當前,經濟的全球化,政治格局的多極化以及信息高速公路的四通八達使得人與人之間變得不再陌生。在這樣的情勢下,不同的文化背景、意識形態、思想認知以及各式各樣的世界觀、價值觀在發生着激烈的碰撞。在這場沒有硝煙的戰爭背後,法學教育在悄無聲息的發生着微妙的變化,但各國之間這種教育體制的交鋒卻時刻沒有停息。抱殘守缺、閉門造車者終將難以倖存,於是在法學教育的橫向比較間,一條忐忑、充滿挑戰的改革之路擺在了我們面前……

關鍵詞:

法學教育體制 精英模式 通識教育 理論教育 職業教育 素質教育 司法考試 法學教育宗旨

法學是治國之學、是強國之學、是正義之學、是權利之學。 因而沒有人也不應當有人忽視法學的存在。一個法治的社會纔是一個理性的社會,而這樣的社會也需要無數理性的社會成員去維持,也許正是因爲這個簡單的道理,法學教育從其誕生的那一天起,便註定了她在人類社會中扮演着極其重要的作用。這是一個知識霸權的時代,教育也就自然而然的成爲社會發展的中間力量,而人才的培養促使着各高校“超負荷”運轉。那麼在法律學人共同體的隊伍日漸壯大的今天,當前法學教育體制下孕育出來的法律學人是否真的能人盡其材、物盡其用呢?有多少人在扮演着維護法律、追求法律價值的角色呢?又有多少人在這場世界性的人才戰役中倖存下來,實現了自己的價值呢?或許我們能夠從以下數據中尋求答案。

各國法律家人數的比較

單位:人

國名 人數 法官 檢察官 律師 法律家人數 國民人數與法律家的比例

美國 266755000 28395.702 20830.558 881454 936934 285:1

英國 518XX0 3170 2132 73751 79053 656:1

德國 81538600 22134 5375 85105 112614 724:1

法國 58027300 4591 1367 29397 35355 1641:1

日本 126166000 2113 1274 16853 20240 6233:1

總體看來,世界大多數國家的法學教育是一種“精英模式”,因爲能夠真正進入司法部門、國家政府,成爲真正意義上的法律工作者的人鳳毛麟角。誠然,法律工作需要很強的職業性素質,它需要從大量的候選者中選拔出類拔萃的佼佼者來從事這項謹慎、嚴密而又極有份量的職業。那麼,那些成千上萬的落選者又將何去何從呢?迫於現實、迫於這種近乎苛求的篩選制度,他們成了實驗品,成

了精英們的墊背,他們所獲取的法學技能卻無法得到充分的施展並將永遠的沉睡,他們不得不在別的領域另闢蹊徑。也許他們唯一能夠感到自豪的便是他們心中有法,他們是法律忠實的信徒,僅此而已,難道這便是學習法學的初衷嗎?如果真的僅僅是爲了一種法治觀念的普遍確立,那麼法學院大可取消並附屬於各個院系,或許其普及效果更加明顯。然而,事實卻並非如此,筆者認爲,法學教育的目標應該是在覆蓋各相關領域的複合型法學教育體制的構建下,培養具有公正價值評斷和較強的法律及相關職業技能的複合型人才。同時法學教育還應當給予受教育者充分的實現其培養目的及人身價值的機會。

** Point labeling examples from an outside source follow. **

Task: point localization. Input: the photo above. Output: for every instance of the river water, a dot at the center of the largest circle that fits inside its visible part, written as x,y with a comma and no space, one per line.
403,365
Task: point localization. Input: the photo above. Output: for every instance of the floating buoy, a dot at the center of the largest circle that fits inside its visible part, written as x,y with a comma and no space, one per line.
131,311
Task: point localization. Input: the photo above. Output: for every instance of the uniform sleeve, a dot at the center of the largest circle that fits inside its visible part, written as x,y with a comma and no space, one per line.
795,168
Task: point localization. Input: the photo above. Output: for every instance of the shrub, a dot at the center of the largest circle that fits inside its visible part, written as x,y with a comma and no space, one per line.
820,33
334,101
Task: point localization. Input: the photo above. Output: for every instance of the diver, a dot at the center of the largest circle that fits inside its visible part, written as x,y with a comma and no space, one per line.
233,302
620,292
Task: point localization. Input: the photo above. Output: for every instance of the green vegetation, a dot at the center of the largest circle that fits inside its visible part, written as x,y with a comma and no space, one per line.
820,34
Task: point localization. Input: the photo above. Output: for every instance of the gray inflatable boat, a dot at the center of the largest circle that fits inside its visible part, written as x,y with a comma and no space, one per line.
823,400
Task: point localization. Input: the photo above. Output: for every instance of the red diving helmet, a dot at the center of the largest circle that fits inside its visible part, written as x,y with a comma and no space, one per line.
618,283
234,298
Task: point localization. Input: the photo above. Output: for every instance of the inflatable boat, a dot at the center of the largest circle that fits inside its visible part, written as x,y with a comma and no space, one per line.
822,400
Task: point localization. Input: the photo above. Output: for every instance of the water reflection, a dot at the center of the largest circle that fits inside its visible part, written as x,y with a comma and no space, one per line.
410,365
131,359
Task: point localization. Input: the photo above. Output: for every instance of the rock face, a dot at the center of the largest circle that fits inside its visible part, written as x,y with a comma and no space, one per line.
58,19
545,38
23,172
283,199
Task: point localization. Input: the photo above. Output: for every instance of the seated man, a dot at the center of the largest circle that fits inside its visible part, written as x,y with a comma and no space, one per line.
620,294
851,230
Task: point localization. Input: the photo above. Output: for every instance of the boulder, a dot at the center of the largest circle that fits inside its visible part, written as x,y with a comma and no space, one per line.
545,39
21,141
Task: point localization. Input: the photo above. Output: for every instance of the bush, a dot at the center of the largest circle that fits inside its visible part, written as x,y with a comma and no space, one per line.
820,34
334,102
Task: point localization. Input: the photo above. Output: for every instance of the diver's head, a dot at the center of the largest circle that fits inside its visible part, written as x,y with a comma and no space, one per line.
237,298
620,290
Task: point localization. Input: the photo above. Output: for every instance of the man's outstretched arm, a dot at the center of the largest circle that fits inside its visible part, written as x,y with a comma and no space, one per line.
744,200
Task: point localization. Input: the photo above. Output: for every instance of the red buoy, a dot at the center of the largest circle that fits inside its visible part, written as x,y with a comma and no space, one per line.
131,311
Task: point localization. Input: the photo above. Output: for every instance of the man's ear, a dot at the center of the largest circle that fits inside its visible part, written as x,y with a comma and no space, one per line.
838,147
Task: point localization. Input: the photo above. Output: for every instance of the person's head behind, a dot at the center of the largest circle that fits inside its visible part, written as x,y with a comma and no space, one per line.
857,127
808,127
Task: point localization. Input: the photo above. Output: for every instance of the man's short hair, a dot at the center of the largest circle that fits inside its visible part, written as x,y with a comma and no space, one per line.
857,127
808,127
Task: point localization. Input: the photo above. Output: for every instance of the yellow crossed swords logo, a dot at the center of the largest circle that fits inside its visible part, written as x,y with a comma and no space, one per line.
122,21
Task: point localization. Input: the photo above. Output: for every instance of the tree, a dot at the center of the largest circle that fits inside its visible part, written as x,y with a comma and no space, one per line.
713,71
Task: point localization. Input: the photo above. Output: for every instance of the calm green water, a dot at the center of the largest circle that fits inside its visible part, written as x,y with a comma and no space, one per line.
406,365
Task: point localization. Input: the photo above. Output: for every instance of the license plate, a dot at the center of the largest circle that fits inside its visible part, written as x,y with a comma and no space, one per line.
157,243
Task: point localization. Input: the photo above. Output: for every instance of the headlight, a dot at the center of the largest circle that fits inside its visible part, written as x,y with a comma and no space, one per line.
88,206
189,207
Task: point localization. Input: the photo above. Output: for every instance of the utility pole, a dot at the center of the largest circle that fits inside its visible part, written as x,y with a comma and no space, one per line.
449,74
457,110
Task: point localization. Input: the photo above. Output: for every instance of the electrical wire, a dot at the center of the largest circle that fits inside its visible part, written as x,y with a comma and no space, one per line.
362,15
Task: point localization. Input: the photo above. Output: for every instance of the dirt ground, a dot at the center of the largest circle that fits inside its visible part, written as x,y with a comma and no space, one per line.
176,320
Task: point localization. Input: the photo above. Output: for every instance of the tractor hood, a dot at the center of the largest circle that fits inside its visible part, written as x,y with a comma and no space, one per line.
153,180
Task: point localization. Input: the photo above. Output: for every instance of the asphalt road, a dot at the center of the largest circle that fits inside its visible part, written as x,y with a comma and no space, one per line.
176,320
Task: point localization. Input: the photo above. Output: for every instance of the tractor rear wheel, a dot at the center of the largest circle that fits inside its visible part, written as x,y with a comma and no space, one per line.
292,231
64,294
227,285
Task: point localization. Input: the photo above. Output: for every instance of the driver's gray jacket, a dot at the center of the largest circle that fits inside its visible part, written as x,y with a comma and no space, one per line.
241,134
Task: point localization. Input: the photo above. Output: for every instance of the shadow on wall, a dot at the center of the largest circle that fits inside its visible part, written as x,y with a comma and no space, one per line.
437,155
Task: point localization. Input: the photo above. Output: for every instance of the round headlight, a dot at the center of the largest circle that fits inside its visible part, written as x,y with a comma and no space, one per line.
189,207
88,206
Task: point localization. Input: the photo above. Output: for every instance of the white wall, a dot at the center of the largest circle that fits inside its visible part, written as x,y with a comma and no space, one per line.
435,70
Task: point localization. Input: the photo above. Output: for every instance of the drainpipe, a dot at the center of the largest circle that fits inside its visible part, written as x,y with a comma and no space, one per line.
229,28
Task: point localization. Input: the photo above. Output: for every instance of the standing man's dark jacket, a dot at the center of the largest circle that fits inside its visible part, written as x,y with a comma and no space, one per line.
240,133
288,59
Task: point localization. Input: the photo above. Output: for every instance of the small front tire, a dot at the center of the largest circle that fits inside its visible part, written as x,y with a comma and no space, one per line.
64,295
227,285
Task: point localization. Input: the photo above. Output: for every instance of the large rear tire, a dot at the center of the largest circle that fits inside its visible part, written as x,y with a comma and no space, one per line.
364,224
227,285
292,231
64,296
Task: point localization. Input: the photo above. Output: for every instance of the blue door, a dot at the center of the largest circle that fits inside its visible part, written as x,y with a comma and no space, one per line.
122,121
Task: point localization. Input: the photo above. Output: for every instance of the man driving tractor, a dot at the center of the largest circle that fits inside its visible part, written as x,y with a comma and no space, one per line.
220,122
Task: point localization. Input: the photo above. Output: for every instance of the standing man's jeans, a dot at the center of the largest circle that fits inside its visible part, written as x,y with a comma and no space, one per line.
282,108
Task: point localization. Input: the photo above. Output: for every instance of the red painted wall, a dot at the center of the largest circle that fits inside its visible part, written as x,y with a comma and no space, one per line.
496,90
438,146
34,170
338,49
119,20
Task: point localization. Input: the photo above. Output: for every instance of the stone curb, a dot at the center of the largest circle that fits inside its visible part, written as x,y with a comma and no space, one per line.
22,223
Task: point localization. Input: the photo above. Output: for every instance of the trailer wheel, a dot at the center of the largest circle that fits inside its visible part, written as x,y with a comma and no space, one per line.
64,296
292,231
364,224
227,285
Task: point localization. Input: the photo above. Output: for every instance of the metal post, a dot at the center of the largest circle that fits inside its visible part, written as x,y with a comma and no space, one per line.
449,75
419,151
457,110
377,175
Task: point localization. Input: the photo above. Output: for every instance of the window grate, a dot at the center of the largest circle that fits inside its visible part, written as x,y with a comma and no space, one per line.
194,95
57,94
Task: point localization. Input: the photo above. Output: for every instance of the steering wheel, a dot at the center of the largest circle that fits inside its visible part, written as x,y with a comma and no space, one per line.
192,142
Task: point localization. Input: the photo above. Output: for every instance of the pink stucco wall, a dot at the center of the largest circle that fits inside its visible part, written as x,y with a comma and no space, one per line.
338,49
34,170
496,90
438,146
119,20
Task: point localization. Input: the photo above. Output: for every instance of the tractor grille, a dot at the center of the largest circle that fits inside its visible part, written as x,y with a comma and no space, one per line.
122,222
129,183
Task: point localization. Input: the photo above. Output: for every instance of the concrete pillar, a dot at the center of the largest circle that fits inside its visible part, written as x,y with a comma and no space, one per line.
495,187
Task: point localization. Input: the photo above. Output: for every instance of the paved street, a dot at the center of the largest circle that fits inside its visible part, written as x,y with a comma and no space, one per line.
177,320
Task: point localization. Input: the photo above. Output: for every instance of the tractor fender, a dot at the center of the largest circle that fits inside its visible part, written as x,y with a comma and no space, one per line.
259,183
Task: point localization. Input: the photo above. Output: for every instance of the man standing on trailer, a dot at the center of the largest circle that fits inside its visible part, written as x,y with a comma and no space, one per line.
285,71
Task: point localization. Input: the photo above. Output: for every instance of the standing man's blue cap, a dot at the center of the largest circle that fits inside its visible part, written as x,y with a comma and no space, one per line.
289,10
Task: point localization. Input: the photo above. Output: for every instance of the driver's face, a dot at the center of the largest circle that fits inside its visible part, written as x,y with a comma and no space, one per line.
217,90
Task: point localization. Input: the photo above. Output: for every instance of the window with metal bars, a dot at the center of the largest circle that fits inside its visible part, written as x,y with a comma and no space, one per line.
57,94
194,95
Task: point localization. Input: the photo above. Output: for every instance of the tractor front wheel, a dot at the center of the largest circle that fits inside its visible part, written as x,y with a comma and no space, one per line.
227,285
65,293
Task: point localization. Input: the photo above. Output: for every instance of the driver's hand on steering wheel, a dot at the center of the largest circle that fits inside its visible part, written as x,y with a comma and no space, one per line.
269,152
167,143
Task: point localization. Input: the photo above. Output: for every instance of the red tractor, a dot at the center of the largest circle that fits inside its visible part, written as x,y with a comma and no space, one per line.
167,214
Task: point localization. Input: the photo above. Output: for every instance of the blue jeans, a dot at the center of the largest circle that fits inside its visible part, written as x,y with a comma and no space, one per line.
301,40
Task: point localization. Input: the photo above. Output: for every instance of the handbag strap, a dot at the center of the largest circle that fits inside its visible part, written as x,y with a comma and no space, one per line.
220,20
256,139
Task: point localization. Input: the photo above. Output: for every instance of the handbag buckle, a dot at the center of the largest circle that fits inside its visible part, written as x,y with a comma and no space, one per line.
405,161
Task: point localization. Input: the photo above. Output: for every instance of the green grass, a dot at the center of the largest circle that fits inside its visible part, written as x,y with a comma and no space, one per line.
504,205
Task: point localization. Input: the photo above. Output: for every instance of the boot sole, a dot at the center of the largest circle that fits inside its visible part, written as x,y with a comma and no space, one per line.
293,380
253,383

就我國來說,現行法學教育體制與這一構想相去甚遠,而其癥結便在於體制上的“千瘡百孔”。或許我們應該先與世界上部分主要國家的法學教育體制進行橫向比較,汲取其科學合理的元素並權衡在我國條件的可行性,進而填補我國法學教育體制的漏洞。

一、 美國:獨樹一幟的教學模式

美國的法學教育體制可以說是當今世界構建最爲完備、科學的國家之一。在這個到處都充滿着創造力以及相當的學術自由的國度,法學教育必然在承襲的過程中朝着更爲理性的方向發展。

美國大學教育分爲職業教育(professional education)和非職業教育(non-professional education)兩種,而法學教育則可謂是職業教育的表率。美國法學教育沒有一般意義上的法學本科生,若想要成爲法學院的一員則必須先在其它專業或領域獲得學士學位。這樣便在一開始就確保了法學院學生知識結構的多樣性,他們能夠從事跨學科的研究,能夠通過不同的角度來理解和認知法律。這樣,在一羣“出生背景迥異”的學生聚集的課堂上更容易閃現出創造力的火花。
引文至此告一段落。